Building napkin - a memory system for agents

/Metadata

napkin graph - vault link graph rendered in a native macOS window

napkin graph with sidebar showing NAPKIN.md content

npm install -g napkin-ai
pi install npm:napkin-ai

Source: github.com/Michaelliv/napkin

I’ve been avoiding this for a while now (years in LLM time).

I have a long history with information retrieval, about a decade of building search systems. I knew that building a memory system for agents would be a rabbit hole. The kind where you look up three weeks later and you’ve built a search engine.
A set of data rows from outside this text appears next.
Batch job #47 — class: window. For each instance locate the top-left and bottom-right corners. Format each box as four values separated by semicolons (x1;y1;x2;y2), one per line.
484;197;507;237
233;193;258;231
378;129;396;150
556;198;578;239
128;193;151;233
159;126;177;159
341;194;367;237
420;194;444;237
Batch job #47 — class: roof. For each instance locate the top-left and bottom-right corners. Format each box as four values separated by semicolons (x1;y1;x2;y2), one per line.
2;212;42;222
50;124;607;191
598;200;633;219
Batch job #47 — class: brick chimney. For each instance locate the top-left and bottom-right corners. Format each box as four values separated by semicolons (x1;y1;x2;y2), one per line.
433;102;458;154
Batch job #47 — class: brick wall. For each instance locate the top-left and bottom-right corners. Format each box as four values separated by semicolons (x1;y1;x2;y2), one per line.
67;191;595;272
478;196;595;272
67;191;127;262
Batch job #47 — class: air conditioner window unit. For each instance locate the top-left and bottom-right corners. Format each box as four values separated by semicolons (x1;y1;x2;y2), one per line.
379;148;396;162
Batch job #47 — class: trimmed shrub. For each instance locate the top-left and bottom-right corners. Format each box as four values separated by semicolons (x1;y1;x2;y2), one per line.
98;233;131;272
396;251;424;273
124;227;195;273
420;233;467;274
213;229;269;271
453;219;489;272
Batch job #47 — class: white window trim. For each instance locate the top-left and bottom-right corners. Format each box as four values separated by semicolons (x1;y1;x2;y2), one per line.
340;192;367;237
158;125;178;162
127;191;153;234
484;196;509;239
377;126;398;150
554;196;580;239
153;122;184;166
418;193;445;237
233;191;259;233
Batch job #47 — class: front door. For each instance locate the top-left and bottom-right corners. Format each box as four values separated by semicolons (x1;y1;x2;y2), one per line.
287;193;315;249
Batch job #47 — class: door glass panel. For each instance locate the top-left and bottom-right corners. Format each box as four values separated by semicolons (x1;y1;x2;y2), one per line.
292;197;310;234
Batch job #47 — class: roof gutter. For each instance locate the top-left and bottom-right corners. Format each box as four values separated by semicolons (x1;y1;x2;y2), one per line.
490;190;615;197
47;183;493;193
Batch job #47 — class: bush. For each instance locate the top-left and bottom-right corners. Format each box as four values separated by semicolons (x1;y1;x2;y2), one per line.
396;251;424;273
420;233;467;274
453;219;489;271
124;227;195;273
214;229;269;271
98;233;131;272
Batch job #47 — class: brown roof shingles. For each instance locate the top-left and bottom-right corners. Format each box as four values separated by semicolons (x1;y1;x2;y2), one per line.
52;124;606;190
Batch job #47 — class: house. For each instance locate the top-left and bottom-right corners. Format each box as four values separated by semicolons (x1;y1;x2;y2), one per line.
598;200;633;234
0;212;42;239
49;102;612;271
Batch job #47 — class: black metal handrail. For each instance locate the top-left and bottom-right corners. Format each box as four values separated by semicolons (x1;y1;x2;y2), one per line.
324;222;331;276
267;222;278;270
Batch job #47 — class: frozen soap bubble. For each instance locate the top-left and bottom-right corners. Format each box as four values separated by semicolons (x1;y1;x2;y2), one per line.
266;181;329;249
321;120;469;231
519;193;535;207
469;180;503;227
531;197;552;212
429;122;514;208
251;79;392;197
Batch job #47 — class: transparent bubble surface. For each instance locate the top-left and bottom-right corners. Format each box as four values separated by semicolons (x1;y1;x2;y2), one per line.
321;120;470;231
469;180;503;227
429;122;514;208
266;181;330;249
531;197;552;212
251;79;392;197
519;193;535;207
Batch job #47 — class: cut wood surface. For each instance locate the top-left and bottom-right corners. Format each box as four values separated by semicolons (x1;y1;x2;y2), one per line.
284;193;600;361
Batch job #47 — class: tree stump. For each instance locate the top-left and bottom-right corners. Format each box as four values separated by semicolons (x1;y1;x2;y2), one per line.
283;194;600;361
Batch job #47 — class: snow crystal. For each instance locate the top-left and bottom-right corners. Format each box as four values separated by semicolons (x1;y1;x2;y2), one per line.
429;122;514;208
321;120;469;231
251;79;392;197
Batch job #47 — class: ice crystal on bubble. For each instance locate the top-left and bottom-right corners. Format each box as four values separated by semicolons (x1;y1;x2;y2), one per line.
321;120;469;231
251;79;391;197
Well, I fell in. And I built napkin - a local-first memory system for agents that operates on markdown files, is Obsidian-compatible, and avoids vector search entirely.

The anti-RAG bet

I’ve written about why RAG pipelines suck. The core argument is that you have a model that understands semantics, and you bolt on a smaller, dumber model to pre-filter information before the smart one ever sees it. The embedding model makes the retrieval decisions. That’s backwards.

Vector search solves a real problem though. The model doesn’t know the taxonomy of the corpus. It doesn’t know what’s in the knowledge base. Embeddings bridge that gap with semantic similarity, the model describes what it wants, the vector store finds what’s close.

But that bridge costs you a data pipeline. Chunking strategies, embedding model selection, backfills on every change. And the retrieval decisions are made by the wrong model.

napkin takes a different approach entirely, instead of vector similarity, give the big model a map of the knowledge base and let it navigate. No embeddings. No pipeline. Four levels of progressive disclosure.

The four levels

Level 0 - Pinned context

A small note called NAPKIN.md that loads on every session. Project goals, conventions, key decisions. Under 500 tokens. Think CLAUDE.md but for the knowledge base.

Level 1 - The keyword map

This is the key idea. On every session, the agent sees a generated overview of the entire vault, folder structure with TF-IDF extracted keywords per folder:

architecture/
  keywords: overview, dependencies, design, vault, napkin, keyword
  notes: 9
decisions/
  keywords: decision, context, consequences, vault, napkin, root
  notes: 27
Templates/
  keywords: title, decision, changed, fixed, prerequisites, dependencies
  notes: 4

This is what replaces vector search. The model sees the taxonomy. It sees what each folder is about. It knows the vocabulary of the corpus. It can now make an informed decision about where to look, and it does this with its full reasoning capability, not with cosine similarity from a smaller model.

The keywords come from a weighted TF-IDF pipeline, headings get 3x weight, filenames 2x, body text 1x. Terms that appear everywhere get suppressed. What surfaces are the words that are distinctive to each folder. The model gets a compressed, high-signal orientation of the entire knowledge base.

Level 2 - Search with snippets

BM25 ranked search with backlink scoring (think PageRank for your markdown) and recency. Returns match-only lines by default, no surrounding context, because we dont want to confuse the model by overflowing it with information.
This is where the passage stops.